Снизу ствол был плотный и смолистый, но выше обух пробил трухлявую оболонь — там было дупло. Простукивая дерево, он не спускал глаз с верхушки. После удара посильнее в дупле раздалось приглушенное урчание, словно под подушкой зазвенел будильник. Собаки всполошились еще больше. В дупле пошел треск, и через мгновение оттуда, будто из трубы, черным облачком вылетел черный соболь. Усевшись на верхушке, он уставился на собак взглядом, полным ярости, — на такую малость, как охотник, он и внимания не обратил. Соболь был красивый, темной масти, мелковатый для самца, но и крупноватый для самки, и охотник, больше не задумываясь, выстрелил ему в голову. Щепа, торчащая на переломе, загораживала цель, но он не стал менять положения, зная, что соболя это отпугнет. И попал плохо: соболь остался на дереве и долго тряс в полусознании головой — будто упрекая тех, кто стоял там, внизу. После каждого его кивка на снег падали темные капли, красные гроздья жизни.
— Чтоб тебе пусто было, мазила! — проклинал он поспешившего охотника и отступил в сторону, чтобы исправить ошибку, тем самым усугубляя ее еще больше. Вторая пуля опрокинула соболя в дупло, и ему пришлось расщепить ствол, чтобы достать зверька. Он глубоко сожалел, что, убив, причинил боль, и это щемящее чувство привело его к мысли: «Боль, причиняемая добротой, видимо, самая сильная».
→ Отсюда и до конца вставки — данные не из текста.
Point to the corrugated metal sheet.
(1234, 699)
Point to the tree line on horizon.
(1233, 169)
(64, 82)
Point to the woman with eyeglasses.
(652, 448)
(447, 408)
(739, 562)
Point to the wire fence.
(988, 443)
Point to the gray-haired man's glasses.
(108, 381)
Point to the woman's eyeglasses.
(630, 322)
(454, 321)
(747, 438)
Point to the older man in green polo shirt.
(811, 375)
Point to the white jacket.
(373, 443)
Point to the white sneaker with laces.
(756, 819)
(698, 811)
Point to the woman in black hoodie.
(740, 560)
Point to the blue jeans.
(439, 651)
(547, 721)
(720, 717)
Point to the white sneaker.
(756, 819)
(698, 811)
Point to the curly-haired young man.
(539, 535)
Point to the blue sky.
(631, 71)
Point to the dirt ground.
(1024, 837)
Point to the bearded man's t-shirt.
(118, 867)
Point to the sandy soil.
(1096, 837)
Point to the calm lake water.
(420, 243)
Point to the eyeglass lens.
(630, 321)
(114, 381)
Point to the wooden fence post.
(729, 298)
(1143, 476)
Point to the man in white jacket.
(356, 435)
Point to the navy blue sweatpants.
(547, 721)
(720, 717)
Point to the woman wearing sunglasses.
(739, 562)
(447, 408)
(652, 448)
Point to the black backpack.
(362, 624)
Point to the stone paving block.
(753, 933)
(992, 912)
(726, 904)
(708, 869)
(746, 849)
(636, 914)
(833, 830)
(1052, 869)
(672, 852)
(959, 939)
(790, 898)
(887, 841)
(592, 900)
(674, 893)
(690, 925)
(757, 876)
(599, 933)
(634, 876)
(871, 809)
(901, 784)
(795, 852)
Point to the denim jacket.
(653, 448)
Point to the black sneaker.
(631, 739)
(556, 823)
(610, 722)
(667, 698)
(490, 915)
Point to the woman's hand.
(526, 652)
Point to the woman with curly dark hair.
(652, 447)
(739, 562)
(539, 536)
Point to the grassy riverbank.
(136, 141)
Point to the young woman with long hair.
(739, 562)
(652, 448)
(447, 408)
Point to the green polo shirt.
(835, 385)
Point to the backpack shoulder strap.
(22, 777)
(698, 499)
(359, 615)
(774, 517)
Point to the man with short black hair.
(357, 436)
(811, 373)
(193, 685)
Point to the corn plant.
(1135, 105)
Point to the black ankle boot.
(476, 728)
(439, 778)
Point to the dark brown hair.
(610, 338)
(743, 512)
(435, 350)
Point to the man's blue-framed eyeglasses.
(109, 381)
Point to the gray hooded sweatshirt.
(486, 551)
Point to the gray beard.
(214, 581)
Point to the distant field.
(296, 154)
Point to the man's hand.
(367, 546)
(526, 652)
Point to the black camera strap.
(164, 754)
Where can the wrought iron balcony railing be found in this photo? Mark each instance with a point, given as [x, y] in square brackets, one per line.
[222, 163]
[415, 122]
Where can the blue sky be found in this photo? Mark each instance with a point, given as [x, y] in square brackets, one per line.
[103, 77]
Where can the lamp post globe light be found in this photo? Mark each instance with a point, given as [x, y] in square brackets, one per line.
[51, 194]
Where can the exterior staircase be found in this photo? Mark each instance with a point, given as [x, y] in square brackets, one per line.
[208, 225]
Соболь оказался самкой, и презрение охотника к себе удвоилось. Презирать себя — это значит оскорбить в самом себе любовь. Но и слишком долгое самобичевание чуждо жизни… Положив соболя в бурак, он свистнул собак и поспешил на свою тропу в долине, и вскоре его лицо, размытое внутренним разладом, вновь приобрело свой прежний резкий рельеф.
Осматривая капканы в лощине, он потерял много времени; теперь он спешил: к восходу солнца нужно было успеть подняться на какую-нибудь сопку или взгорье. Всем восхождениям он предпочитал восход солнца, и будь его воля, он бы все свои дни сложил из одних восходов. О да! Потому что ни в какое другое время суток он не чувствовал себя таким обновленным, таким по-мальчишески звонким, как в час восхода, — это было словно очищение огнем, как накануне жизни.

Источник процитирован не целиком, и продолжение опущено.